Linux kernel performance has come a long way in the last few years, especially in the 2.6/3.x kernel line. However, interrupt handling can become a problem at high IO rates, especially for the network.

We’ve seen this on high-performance systems saturating one or more 1Gbps NICs. As well as in VMs with lots of small packets, with a recent overload at about 10,000 packets per second.

Identifying the Cause

The reasons are clear: in the simplest modes, the kernel processes each packet via a hardware interrupt from the NIC. But as the packet rate rises, these interrupts overload the SINGLE CPU that handles them. This single CPU concept is important and poorly-understood by Sysadmins.

On a common 4-16 core system, an overloaded core is hard to see since CPU utilization is 6-25% and the server looks normal. But the system will run poorly, dropping packets with no warning, no dmesg log items, and with nothing appearing to be wrong.

If you look in top in multi-cpu mode (run top and press 1) at the %si item (System Interrupt) or in mpstat IRQ item (mpstat -P ALL 1) you can see this – on a busy system. It’s clear that interrupts are high, and with advanced mpstat usage you can see which CPU and driver is the problem.

Checking the IRQ Load

You need a newer version of mpstat that can run -I mode. Then to see IRQ load, run:
mpstat -I SUM -P ALL 1

Anything over a 5,000/second is a lot, while 10-20,000/second is extreme.

To find out what driver/item is creating the load, run:
mpstat -I CPU -P ALL 1

This output is hard to read but you need to trace the right column to see which IRQ is causing the load, such as 15, 19, 995, etc. You can also specify just the CPU you want to simplify the display of by running: mpstat -I CPU -P 3 1

For CPU #3, note that top, htop, and mpstat may differ in how they number CPUs. They can start at 0 or 1; both top and mpstat use 0, 1, 2 but htop uses 1, 2, 3.

Once you know the IRQ number, look at the interrupt table via “cat /proc/interrupts” and find the number from mpstat’s load. Now you can see the driver using that IRQ. That file will also show you the # of interrupts so you can see which is loading the system.

What next?

First, make sure you are running irqbalance, which is a nice daemon that will spread your IRQs across CPUs. This is important on a busy system, especially with two NIC cards. By default CPU 0 will handle all interrupts and can easily become overloaded. irqbalance spreads these around to lower the load. For the most performance, you can manually balance these to spread across sockets and hyperthread-shared cores, but this is usually not worth the trouble.

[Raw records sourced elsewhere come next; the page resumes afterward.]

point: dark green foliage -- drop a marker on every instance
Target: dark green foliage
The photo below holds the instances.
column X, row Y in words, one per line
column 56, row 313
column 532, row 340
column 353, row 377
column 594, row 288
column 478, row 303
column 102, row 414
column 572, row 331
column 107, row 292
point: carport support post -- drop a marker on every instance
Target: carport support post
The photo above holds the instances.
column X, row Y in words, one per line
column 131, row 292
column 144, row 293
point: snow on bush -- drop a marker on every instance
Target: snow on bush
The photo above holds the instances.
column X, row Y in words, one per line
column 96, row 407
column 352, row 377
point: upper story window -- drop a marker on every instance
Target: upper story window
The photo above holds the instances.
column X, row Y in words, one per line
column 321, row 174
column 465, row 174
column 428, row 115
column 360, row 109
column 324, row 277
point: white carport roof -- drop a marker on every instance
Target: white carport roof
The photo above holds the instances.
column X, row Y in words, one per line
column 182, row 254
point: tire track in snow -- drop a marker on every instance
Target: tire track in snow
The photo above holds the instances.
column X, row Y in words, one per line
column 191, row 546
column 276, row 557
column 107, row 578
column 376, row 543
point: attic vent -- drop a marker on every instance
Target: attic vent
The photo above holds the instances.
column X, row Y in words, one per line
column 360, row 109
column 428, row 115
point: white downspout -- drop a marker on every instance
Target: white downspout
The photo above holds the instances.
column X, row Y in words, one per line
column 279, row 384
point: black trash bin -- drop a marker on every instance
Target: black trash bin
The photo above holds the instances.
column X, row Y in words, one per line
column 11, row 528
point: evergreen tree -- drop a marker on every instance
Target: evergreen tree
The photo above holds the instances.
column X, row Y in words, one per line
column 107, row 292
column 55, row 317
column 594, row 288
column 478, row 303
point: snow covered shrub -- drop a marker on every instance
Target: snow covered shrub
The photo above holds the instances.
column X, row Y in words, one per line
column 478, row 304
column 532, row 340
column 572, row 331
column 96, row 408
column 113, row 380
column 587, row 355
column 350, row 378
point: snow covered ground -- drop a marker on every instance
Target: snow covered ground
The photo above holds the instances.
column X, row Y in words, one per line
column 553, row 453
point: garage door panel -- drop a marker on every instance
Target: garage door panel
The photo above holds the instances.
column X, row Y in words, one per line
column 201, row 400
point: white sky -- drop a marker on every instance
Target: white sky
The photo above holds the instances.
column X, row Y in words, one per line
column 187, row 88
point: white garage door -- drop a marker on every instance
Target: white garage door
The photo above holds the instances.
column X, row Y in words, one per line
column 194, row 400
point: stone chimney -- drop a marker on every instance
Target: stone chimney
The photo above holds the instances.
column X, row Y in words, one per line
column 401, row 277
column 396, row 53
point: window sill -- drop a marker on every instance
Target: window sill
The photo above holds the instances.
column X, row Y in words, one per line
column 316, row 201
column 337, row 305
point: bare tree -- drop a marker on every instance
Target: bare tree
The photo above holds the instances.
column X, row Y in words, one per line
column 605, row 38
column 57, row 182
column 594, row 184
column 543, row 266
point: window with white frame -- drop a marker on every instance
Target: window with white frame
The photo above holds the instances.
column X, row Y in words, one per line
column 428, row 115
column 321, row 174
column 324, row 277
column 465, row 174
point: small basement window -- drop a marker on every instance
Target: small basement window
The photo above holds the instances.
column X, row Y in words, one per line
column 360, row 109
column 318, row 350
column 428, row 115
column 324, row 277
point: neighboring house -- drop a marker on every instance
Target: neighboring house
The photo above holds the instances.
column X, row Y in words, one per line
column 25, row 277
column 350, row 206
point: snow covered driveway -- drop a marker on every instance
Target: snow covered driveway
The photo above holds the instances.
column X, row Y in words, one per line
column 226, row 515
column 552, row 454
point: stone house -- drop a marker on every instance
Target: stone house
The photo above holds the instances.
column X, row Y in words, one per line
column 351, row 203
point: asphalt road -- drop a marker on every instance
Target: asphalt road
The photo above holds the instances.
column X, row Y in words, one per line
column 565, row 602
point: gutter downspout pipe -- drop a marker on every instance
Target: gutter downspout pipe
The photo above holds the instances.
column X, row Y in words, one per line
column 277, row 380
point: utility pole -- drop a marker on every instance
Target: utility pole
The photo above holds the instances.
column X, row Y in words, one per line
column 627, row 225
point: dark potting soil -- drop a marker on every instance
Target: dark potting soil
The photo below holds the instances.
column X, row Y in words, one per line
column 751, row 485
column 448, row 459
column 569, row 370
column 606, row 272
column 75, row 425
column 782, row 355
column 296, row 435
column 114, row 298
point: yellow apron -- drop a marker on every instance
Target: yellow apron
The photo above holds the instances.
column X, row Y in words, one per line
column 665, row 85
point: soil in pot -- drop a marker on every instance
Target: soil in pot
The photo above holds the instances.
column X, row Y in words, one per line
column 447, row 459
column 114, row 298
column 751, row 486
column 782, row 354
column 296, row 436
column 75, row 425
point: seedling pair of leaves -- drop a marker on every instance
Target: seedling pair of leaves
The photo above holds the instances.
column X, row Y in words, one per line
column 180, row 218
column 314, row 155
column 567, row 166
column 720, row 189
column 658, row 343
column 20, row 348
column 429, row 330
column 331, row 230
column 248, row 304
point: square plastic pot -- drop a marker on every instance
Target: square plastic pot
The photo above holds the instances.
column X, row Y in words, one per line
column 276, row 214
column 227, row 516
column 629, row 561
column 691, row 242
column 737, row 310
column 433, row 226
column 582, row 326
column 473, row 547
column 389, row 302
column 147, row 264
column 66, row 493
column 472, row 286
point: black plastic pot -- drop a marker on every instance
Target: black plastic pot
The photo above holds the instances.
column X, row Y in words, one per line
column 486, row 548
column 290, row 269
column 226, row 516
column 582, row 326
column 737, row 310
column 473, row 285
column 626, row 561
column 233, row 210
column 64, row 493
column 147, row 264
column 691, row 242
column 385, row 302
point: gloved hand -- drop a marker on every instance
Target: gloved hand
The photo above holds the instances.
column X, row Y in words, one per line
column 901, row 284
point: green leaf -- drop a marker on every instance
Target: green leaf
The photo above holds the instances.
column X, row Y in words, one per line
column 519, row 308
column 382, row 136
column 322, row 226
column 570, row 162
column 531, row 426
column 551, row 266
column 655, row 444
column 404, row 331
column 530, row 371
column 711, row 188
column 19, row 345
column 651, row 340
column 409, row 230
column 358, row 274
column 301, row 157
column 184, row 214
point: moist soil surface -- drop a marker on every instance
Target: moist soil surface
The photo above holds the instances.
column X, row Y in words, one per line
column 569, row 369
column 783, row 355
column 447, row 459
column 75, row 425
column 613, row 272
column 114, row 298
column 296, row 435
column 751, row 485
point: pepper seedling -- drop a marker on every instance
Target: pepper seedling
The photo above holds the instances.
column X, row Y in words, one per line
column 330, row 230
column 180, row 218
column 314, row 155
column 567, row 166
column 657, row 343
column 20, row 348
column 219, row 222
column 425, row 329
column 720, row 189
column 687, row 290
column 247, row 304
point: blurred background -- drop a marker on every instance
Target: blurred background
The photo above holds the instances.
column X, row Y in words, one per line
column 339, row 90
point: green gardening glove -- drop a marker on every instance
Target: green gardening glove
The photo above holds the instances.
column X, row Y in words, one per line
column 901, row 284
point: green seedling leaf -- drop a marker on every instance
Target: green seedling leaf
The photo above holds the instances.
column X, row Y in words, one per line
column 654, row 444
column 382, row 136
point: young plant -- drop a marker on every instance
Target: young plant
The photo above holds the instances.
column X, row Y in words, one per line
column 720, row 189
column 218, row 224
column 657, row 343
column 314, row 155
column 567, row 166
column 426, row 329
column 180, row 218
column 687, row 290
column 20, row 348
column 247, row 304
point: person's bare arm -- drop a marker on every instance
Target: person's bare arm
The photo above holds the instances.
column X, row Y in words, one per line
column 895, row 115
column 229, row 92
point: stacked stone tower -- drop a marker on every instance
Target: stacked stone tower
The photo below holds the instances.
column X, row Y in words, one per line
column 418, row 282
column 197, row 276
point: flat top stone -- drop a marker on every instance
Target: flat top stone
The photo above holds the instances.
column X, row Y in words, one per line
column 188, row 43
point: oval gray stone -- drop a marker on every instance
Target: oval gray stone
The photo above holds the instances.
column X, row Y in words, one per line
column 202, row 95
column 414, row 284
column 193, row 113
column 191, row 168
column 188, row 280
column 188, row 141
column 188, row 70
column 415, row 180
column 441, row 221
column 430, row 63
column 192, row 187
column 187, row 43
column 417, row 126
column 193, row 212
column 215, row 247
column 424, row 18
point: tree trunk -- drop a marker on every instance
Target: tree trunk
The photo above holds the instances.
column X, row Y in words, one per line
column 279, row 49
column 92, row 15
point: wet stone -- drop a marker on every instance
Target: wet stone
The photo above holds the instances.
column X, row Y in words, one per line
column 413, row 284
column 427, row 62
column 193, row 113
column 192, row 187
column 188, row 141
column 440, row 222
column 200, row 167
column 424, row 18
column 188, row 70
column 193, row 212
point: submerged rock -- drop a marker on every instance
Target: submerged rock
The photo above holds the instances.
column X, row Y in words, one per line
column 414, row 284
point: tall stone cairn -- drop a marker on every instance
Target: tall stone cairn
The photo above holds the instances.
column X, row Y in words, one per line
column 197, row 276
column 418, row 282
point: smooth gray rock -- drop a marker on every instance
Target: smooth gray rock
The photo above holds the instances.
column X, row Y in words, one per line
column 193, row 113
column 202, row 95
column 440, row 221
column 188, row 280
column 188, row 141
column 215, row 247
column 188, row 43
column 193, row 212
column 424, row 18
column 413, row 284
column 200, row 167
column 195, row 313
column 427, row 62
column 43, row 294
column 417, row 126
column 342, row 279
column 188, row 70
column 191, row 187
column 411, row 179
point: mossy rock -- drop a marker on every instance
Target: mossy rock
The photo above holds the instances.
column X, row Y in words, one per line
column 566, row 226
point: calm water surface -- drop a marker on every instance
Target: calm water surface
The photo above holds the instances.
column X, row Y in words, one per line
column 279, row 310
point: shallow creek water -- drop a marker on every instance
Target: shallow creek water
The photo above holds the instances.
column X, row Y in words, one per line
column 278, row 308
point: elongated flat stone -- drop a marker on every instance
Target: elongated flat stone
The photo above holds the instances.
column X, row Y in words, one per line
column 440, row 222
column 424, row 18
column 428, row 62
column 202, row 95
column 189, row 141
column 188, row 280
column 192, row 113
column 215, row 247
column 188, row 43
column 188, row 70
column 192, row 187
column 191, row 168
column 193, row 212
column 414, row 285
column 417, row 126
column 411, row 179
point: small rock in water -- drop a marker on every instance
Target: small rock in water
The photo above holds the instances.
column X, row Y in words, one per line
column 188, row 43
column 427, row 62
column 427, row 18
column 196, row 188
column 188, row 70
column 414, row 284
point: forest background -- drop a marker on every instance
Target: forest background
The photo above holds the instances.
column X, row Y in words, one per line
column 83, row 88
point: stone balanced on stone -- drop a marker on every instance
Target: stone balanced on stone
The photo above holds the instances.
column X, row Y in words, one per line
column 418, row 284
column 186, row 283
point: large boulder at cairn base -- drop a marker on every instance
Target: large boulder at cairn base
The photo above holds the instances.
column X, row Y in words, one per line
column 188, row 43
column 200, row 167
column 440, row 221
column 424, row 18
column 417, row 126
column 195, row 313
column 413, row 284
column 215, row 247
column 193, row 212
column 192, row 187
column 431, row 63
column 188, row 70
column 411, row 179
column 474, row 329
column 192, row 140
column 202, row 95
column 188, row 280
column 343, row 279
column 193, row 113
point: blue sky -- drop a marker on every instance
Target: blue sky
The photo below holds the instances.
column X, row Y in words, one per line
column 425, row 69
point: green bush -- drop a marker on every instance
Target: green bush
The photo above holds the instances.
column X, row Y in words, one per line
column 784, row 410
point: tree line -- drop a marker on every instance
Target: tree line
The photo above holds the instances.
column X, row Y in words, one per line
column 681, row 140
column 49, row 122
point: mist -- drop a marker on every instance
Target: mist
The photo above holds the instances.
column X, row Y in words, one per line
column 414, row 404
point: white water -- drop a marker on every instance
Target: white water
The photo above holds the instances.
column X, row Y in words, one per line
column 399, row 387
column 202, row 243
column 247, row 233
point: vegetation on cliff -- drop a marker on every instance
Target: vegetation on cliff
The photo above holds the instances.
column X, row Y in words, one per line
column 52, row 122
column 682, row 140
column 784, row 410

But even after IRQ balancing, a single NIC can still overload a single CPU core. The solution to this depends on your NIC and driver, but there are two helpful choices.

Multiple NIC Queues

The first is multiple NIC queues, which some Intel NICs have. If they have four queues, these can have different interrupts and can thus be managed by four CPU cores, spreading the load. Usually the driver automates this and you can check via mpstat.

IRQ Coalescing

The other and often more important driver option is IRQ coalescing. This powerful function allows the NIC to buffer several packets before calling the IRQ, saving a massive amount of time and load on the system.

For example, if the NIC buffers 10 packets, the CPU load is reduced by almost 90%. This function is usually controlled by the ethtool utility using the ‘c’ options. Some drivers need this set at driver load time; see your documentation on how to set this. For example, some cards like the Intel NICs have automatic modes that try to do the best thing based on load.

Finally, some drivers such as we saw on our VMs just don’t support multiple queues or coalescing. In this case, the CPU limits performance until you can change NICs or drivers.

This is a complex area that’s not well-known, but a few good techniques can improve performance on busy systems. Also, a little extra monitoring can help find and diagnose these hard-to-see problems.